CR vom 03.12.2012, Heft 12 , Seite 45

"Deutlich effizientere Prozesse"

Gibt es einen Richtwert, ab wann sich E-Invoicing-Plattformen auch für KMU mit ihren Kunden und Zulieferern lohnen?
Pactas hat zahlende Kunden, die nur fünf Rechnungen im Monat schreiben, aber den Komfort einer solchen Plattform schätzen - zum Beispiel für das Konfliktmanagement. So kann der Empfänger im Fall einer Zurückweisung oder bei Unklarheiten direkt eine Begründung oder offene Fragen zu einer Rechnung vermerken und diese in Sekundenschnelle zurücksenden. Missverständnissen lässt sich dadurch vorbeugen und die Rechnungsprozesse werden deutlich beschleunigt. Der Wert der Plattform steigt mit zunehmender Anzahl der Rechnungen und mit der Komplexität der Rechnungserstellung bzw. der Rechnungsprüfung. Wenn zum Beispiel jeder Kunde unterschiedliche Preise, Rabatte, Freikontingente und Abrechnungsmodi hat, kann es sein, dass der Buchhalter auch bei nur 50 Rechnungen ein bis zwei Tage für den Rechnungslauf benötigt.
Die Umsetzung im eigenen Unternehmen ist die eine Seite. Doch wie überzeuge ich meine Kunden und Zulieferer? Haben sie einen ebenso großen Nutzen?
Wenn die Gegenseite weiter papierbasiert arbeiten möchte, so liefert Pactas die Rechnungen auch papierbasiert aus. Wenn die Buchhaltung - wie beispielsweise im öffentlichen Sektor - die Direktive hat, Rechnungen nur papierbasiert zu empfangen, dann müssen wir eben warten, bis auch der öffentliche Sektor aufwacht. Denn grundsätzlich profitieren auch die Rechnungsempfänger von deutlich effizienteren Prozessen: Üblicherweise erhält die papierbasierte Rechnung zuerst einen Eingangsstempel, muss inhouse verschickt werden und geht dann zurück an die Buchhaltung. Mit Einsatz einer E-Invoicing-Plattform werden Mitarbeiter automatisch per E-Mail benachrichtigt, dass eine Rechnung auf der Plattform vorliegt und können diese sofort lesen, freigeben oder kommentieren.

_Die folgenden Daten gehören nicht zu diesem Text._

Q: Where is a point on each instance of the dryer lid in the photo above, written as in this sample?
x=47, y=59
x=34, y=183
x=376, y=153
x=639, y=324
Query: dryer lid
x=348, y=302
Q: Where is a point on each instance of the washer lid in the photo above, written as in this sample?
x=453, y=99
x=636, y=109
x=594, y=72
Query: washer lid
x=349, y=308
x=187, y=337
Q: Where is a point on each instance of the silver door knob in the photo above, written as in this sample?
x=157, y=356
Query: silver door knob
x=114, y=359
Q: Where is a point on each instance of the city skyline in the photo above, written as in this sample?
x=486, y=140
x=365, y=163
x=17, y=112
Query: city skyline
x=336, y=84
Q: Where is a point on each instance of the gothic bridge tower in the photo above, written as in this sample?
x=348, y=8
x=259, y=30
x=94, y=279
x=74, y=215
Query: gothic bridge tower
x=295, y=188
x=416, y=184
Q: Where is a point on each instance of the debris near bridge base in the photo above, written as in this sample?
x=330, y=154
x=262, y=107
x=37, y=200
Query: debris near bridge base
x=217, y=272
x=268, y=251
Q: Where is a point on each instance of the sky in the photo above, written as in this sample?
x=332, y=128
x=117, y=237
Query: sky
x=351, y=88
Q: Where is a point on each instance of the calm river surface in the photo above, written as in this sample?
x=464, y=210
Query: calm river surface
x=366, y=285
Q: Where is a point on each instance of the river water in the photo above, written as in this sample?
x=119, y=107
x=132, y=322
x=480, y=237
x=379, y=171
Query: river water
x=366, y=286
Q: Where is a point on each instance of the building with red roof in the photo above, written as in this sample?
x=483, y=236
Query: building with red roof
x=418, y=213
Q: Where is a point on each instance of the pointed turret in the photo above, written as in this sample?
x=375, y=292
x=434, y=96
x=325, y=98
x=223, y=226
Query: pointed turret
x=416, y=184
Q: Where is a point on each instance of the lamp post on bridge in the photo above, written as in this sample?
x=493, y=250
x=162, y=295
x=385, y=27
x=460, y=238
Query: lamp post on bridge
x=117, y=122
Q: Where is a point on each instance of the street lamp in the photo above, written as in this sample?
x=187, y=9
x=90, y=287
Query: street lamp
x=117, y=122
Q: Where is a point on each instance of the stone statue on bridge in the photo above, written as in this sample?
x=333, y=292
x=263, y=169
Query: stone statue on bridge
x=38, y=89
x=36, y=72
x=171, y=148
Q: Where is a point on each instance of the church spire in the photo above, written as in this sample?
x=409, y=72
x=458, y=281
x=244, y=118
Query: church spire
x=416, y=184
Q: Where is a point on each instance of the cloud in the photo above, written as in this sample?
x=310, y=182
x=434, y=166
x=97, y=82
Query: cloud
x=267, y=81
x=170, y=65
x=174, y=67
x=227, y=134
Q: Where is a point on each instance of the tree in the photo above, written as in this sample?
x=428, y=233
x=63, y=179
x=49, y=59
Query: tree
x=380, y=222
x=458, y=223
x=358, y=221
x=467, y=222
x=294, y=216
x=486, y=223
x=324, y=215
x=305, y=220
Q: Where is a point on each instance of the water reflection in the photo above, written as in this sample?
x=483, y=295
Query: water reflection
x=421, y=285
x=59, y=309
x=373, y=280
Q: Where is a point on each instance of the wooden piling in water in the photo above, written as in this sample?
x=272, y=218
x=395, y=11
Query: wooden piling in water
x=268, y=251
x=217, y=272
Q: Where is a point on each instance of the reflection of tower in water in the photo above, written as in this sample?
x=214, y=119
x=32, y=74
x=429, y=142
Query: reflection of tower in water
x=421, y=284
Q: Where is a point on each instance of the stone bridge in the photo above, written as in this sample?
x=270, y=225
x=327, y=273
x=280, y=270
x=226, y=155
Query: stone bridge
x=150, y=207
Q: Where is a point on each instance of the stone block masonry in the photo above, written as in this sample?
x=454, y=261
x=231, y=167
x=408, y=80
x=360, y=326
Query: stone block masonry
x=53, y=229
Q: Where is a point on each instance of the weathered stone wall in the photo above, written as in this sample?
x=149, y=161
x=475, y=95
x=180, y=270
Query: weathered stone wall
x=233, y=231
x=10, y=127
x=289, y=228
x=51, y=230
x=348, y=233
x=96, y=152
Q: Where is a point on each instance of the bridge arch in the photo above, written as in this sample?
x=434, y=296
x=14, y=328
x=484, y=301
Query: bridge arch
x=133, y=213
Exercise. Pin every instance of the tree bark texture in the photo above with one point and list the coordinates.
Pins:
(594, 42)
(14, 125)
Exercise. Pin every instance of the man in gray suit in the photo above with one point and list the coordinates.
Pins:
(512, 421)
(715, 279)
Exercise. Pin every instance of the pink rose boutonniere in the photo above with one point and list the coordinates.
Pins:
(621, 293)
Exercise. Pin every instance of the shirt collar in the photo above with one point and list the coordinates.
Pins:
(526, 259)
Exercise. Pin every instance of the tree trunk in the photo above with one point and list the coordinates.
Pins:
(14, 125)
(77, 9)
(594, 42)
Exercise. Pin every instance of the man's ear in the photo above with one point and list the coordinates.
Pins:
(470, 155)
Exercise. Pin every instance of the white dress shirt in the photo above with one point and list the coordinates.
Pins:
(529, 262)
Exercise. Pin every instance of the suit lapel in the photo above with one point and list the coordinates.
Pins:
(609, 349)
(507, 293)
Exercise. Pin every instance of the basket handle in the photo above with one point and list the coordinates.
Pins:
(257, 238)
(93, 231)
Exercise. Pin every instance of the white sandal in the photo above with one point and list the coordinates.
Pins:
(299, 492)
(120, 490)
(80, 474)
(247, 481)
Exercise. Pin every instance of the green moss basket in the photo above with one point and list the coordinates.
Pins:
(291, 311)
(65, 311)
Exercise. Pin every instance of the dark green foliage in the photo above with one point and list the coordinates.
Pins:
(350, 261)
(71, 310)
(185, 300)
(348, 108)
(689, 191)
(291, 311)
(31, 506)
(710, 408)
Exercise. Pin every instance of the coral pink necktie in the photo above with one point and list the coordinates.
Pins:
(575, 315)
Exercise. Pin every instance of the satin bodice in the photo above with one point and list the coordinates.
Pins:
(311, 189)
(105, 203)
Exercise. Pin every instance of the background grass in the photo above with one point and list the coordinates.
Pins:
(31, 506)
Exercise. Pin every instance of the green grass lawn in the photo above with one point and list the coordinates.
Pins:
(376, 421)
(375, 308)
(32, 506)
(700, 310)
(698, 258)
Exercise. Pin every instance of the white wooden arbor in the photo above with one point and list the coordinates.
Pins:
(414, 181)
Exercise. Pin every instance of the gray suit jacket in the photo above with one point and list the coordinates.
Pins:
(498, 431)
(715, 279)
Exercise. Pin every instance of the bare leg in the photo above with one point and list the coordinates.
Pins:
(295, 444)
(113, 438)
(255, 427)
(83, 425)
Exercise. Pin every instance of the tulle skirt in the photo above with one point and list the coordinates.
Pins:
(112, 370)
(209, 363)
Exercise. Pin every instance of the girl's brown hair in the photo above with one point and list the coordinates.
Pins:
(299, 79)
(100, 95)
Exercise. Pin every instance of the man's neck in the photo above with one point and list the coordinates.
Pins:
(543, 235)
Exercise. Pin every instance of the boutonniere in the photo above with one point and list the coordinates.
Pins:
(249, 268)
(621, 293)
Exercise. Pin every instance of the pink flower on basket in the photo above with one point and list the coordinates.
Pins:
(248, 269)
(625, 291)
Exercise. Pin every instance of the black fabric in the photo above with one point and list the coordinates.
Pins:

Hat die Implementierung einer E-Invoicing-Plattform große Auswirkungen auf bestehende Workflows im Unternehmen?
Eine gute Workflow-Plattform kann jeden bestehenden Prozess unterstützen. Die Prozesskosten pro Rechnung können aber sehr hoch sein. Deshalb sollte man die bestehenden Prozesse und Workflows einer kritischen Prüfung unterziehen und Optimierungspotenziale auch nutzen. Die größte Wirkung entfaltet E-Invoicing, wenn es für beide Seiten, für Sender und Empfänger, ein echtes Straight-through-Processing ermöglicht, indem sämtliche Prozesse ohne Medienbruch verlaufen.